“¿Podré calentar el agua en que me baño? No, si tienes en estima la jovialidad. ¿Podré abrigarme con muchas prendas? No, si tu objetivo es la pureza. ¿Podré prolongar mis horas de vigilia después de que anochezca, consumiendo aceites animales y perdiéndome así la luz del día siguiente? No, si pretendes tener una mente despejada”. Las instrucciones para la fundación de una comuna estadounidense en el siglo XIX podrían ser las mismas con las que machacan en Midsommar, la película que llegó a los cines esta semana y que tal vez sea la mejor del año: una comuna sueca en pleno siglo XXI donde sus integrantes se proponen vivir apartados de la sociedad persiguiendo la belleza, la virtud, la justicia y el amor… hasta que todo se desmadra. Parece una película de terror (por momentos lo es) pero en su naturaleza revulsiva expresa una reacción de época: la utopía renace mientras en la cultura pop impera la distopía.
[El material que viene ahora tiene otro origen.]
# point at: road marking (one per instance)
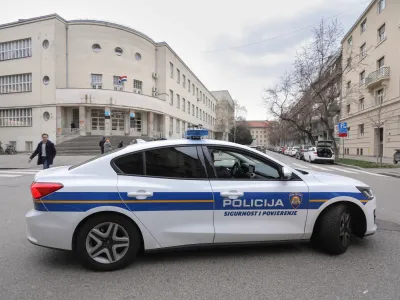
(321, 168)
(371, 173)
(343, 170)
(19, 172)
(301, 166)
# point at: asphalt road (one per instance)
(369, 270)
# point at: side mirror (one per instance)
(287, 173)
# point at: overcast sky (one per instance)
(207, 34)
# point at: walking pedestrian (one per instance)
(101, 144)
(46, 152)
(107, 146)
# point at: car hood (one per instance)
(333, 179)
La ficción nos muestra un futuro indeseable.
Con Midsommar, la utopía se manifiesta en una época de distopías: en un mundo invivible, es el único lugar que queda para el anhelo.
El edén tardío es una fantasía tentadora para cualquiera que viva ahogado por el sistema. En la aldea bucólica de Midsommar, un ritual que se celebra cada noventa años devela el horror que no necesita de la oscuridad para esconder lo monstruoso: sucede durante el solsticio de verano, cuando nunca se hace de noche. Cuatro jóvenes estadounidenses son invitados a compartir la liturgia pero todo estalla cuando uno de ellos hace pis sobre un árbol sagrado. ¿Por qué ese árbol y no otro? La creación de un culto siempre exige reglas antojadizas (bañarse con agua fría o ir desabrigado) y la utopía, aun con fines nobles si los tuviera, se vale de ofrendas y sacrificios: para vivir en libertad impone reglas represivas. Y esa paradoja la condena al fracaso o el espanto. Junto con el estreno de Midsommar se publican el libro Fruitlands, de Louisa May Alcott, donde la autora de Mujercitas recuerda los meses que vivió en una comuna utópica cerca de Harvard en la que todo fue alegría hasta la primera tormenta, y El oasis, la novela de Mary McCarthy que narra el desastre de unos intelectuales que fundan en las montañas una comuna llamada, justamente, Utopía: si un saber popular dice que todos somos machos hasta que la cucaracha vuela, ¿qué pasa cuando descubren que necesitan algo más que filosofía para sobrevivir?
En un mundo invivible, la utopía es el último lugar que queda para el anhelo: que el nuevo hombre se resista al calefón o el suetercito, pero que vigile el lugar donde le entren las ganas de ir al baño. Apenas unas gotitas pueden provocar un maremoto.